Simplifying life: The art of choosing over being chosen

In the fourth six-weeks set of my fourth grade year, I hid my report card. I’d made a B.

For as long as I can remember, I’ve been horrible at math. (I’m still terrible at it. I still use my fingers to count or a calculator to do simple division.) That six-weeks we’d done quizzes over multiplication tables and it didn’t go well.

I can remember hiding behind our computer desk after mom found out my secret, but they caught me eventually.

Dad wasn’t mad at me. He wasn’t upset with me. But — even at the age of 10 — I could tell he was confused because he’d expected better. He told me I needed to try harder. That I needed to learn math, but 12 years later, I know that’s not true.
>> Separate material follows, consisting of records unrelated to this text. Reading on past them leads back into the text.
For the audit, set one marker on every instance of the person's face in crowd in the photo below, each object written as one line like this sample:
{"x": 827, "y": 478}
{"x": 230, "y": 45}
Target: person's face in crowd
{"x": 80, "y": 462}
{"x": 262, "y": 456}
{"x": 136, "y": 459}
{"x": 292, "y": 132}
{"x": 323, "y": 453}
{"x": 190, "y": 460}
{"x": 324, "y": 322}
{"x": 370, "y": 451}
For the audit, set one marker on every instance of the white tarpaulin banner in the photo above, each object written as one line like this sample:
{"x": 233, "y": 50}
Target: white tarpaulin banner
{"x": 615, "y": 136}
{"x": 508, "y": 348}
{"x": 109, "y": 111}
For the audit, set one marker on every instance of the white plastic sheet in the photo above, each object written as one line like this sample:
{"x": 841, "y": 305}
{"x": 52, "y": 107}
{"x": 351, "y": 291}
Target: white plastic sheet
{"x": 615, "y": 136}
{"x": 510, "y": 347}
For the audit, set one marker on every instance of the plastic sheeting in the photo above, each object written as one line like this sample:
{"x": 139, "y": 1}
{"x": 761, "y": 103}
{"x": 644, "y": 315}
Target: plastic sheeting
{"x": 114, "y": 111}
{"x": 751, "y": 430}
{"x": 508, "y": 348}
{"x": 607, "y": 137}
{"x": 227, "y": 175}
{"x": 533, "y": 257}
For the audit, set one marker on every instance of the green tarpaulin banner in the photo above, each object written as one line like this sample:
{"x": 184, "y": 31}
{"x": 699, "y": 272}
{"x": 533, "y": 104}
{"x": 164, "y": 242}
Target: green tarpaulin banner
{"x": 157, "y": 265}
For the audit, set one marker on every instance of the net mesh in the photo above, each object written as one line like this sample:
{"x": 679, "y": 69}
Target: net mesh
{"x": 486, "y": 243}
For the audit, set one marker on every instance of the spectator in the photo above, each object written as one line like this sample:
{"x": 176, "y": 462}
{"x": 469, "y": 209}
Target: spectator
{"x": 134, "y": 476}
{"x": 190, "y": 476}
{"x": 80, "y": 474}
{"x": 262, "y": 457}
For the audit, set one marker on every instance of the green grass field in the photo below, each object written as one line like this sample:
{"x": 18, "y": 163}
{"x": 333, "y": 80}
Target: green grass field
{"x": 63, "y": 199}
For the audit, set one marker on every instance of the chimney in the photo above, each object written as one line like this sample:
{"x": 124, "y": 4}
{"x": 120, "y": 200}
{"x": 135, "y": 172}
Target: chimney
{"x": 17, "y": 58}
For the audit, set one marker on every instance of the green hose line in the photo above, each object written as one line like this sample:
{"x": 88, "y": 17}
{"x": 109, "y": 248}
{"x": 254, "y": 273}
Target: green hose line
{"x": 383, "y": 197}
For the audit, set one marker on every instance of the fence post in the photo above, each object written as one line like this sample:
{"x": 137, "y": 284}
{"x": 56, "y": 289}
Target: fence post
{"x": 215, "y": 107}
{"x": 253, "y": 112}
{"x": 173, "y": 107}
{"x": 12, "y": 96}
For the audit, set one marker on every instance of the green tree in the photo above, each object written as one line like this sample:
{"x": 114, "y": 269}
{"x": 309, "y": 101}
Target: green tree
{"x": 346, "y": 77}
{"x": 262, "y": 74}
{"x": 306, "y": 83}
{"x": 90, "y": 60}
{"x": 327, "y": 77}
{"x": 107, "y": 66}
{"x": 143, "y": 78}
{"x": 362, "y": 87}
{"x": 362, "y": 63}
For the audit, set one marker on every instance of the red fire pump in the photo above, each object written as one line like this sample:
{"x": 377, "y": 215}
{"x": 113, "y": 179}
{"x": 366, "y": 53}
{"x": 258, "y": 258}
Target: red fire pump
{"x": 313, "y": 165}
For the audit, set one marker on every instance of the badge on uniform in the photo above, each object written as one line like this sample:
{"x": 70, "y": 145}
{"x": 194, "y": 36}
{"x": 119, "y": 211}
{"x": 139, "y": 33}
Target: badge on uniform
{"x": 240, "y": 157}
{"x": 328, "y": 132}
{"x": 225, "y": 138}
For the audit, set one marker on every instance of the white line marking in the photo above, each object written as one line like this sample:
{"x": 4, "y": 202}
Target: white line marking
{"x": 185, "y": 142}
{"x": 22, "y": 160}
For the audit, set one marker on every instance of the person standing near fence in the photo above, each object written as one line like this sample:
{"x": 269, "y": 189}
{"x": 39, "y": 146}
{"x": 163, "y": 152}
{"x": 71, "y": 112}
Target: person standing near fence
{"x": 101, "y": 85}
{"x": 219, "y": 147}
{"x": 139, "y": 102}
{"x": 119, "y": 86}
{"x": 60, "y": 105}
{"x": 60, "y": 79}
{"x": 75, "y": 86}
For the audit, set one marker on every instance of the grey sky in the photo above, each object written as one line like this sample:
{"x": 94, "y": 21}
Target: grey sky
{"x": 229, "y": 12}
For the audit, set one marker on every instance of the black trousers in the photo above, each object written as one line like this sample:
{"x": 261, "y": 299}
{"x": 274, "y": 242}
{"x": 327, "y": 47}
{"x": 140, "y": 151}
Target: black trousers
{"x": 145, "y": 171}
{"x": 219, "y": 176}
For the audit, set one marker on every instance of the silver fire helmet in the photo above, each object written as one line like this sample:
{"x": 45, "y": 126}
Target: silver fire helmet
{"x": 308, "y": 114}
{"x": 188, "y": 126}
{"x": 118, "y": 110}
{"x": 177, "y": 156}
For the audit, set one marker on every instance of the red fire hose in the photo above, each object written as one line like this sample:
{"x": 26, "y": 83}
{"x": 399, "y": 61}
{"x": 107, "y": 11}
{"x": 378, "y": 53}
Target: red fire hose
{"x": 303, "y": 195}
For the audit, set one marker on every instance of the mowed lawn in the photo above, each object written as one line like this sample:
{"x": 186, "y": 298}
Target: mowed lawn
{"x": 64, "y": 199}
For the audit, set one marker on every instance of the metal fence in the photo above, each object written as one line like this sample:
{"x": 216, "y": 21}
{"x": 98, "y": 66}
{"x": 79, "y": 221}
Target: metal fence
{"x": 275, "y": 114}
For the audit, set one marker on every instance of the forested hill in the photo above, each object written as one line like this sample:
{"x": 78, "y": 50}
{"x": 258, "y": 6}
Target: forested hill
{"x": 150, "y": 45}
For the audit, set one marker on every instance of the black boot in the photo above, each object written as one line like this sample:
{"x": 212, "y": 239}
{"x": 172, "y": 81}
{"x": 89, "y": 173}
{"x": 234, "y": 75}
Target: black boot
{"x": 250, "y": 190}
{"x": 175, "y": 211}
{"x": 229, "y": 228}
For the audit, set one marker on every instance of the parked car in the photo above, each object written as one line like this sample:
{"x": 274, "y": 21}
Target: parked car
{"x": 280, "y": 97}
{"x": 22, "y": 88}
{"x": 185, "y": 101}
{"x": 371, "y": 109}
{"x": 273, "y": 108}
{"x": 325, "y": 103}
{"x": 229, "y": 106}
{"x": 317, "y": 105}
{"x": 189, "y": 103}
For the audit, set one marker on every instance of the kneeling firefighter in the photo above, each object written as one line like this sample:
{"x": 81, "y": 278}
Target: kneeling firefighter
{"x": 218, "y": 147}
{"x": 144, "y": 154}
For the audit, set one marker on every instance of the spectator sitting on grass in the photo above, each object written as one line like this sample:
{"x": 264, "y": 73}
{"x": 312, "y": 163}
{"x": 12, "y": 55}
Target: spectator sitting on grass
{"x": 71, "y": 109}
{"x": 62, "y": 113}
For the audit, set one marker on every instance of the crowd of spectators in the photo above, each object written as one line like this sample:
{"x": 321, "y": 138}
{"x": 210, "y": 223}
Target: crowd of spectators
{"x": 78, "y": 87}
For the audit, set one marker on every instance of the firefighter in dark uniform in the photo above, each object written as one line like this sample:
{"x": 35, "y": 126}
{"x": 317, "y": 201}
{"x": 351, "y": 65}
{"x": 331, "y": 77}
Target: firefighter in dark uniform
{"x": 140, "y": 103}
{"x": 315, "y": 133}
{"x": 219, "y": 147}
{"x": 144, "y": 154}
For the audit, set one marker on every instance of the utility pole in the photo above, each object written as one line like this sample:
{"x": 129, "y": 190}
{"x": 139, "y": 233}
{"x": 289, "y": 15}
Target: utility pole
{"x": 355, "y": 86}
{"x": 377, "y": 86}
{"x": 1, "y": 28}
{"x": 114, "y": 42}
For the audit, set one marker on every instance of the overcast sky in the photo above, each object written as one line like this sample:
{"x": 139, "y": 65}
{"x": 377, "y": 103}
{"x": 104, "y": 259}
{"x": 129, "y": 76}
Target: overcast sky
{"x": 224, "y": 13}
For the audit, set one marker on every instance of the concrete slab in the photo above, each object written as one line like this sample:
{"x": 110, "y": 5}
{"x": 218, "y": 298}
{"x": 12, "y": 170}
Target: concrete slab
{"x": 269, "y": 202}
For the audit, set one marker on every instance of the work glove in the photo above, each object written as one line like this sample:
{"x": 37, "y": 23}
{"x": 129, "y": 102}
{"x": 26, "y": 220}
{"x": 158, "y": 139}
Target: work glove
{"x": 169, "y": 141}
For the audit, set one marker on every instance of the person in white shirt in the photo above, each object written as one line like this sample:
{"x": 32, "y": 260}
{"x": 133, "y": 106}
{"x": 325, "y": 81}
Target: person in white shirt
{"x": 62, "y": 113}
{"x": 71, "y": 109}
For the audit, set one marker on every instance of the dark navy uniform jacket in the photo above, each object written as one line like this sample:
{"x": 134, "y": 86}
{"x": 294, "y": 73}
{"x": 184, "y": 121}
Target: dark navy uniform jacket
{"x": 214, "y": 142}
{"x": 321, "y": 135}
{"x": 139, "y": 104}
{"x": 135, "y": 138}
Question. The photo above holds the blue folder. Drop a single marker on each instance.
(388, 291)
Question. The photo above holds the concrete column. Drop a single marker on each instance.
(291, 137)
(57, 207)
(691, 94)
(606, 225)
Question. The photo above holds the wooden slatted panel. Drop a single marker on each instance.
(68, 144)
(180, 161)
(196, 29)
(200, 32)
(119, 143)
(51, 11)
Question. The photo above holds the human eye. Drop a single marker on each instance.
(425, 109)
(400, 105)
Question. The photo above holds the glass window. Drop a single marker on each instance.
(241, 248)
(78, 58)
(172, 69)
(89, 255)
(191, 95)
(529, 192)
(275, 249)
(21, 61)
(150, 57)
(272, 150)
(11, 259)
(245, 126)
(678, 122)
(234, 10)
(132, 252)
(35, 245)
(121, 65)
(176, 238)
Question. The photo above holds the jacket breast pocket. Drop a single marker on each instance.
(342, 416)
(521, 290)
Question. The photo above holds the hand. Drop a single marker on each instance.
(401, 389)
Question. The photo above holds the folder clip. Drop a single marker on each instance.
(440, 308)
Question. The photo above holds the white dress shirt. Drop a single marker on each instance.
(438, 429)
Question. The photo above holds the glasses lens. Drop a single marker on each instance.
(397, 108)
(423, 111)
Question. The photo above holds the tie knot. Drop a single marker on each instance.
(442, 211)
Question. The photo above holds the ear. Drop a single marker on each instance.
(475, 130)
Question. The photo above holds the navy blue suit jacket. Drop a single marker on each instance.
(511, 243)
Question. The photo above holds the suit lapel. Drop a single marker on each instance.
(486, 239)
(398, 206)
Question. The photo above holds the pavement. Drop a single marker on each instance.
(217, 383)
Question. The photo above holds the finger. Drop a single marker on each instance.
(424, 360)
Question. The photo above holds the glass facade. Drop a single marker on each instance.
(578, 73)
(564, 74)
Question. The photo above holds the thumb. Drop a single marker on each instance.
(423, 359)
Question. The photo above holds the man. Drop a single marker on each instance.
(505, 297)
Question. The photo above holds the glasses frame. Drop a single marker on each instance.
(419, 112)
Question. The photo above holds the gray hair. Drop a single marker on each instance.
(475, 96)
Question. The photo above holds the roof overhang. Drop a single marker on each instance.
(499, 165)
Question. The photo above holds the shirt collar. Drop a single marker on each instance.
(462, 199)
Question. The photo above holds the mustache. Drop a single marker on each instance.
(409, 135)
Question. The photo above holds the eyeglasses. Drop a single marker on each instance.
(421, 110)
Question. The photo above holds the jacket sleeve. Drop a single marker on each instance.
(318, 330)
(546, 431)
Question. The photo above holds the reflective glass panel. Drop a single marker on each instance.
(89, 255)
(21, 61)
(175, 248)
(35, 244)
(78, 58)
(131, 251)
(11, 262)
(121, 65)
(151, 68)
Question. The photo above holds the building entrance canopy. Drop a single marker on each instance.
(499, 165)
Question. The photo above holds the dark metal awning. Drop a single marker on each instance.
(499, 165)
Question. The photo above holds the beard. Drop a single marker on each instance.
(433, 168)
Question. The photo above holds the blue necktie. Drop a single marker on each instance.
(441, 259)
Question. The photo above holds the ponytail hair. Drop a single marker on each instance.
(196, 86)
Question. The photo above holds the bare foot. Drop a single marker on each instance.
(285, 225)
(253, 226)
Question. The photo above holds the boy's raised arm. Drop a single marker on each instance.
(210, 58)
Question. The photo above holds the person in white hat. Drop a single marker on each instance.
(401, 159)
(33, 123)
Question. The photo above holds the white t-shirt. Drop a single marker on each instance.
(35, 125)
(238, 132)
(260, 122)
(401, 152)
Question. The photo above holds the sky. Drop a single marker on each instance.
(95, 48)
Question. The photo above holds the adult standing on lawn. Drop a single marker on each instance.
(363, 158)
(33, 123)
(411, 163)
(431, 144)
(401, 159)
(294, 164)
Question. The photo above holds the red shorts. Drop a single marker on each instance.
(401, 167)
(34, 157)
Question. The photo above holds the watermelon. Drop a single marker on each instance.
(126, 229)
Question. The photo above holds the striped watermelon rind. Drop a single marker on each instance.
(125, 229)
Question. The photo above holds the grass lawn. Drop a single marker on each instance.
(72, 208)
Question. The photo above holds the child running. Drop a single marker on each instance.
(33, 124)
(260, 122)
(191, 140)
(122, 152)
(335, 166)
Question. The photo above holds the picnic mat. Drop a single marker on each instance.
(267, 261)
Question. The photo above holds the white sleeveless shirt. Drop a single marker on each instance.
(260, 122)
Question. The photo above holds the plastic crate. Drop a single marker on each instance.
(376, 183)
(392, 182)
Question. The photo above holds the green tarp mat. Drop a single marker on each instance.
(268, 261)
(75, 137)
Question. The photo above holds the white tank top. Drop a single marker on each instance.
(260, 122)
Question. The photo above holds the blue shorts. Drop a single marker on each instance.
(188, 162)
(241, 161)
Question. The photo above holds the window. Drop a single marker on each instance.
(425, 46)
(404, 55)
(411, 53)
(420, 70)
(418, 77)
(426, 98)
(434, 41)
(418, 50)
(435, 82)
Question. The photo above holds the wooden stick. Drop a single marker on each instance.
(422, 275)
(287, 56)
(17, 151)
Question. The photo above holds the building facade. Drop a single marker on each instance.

Here’s the thing: no matter how hard I try, I’ll never be good at math. Even if I spent the next 48 hours memorizing formulas and tables I still would not be good at math. I’d be good at memorizing.

Memorization, habit and patterns are rarely good reasons to do something.

Choice — personally deciding “I like this and I don’t like that” — is the reason to start, to follow through, to show up regularly.

***

A couple books I read recently have been about choice. My favorite was “Essentialism: The Disciplined Art Of Less” by Greg McKeown, who suggests thinking about choice in polar terms.

McKeown says to ask “Do I love this or do I just do it?” for everything cluttering life.

With parchment paper and sharpies, I took this to heart and channeled down to bare essentials — to what I love doing. Things like: writing, leading and caring. Now, everything not on the list is on an organized path out.

I want to love the few thing I’m doing and I want to do them fully — with grace and care.

This means choosing to raise my hand less often, even though I love going first. And choosing to say less — waiting to say the right things, not just say things.

This art of choice isn’t selfish. It lets us provide our best to a world filled of (and expecting) mediocrity.

***

Hemingway famously rewrote the ending for “A Farewell To Arms” 47  times. He told George Plimpton of the Paris Review the reason for this was: “Getting the words right.”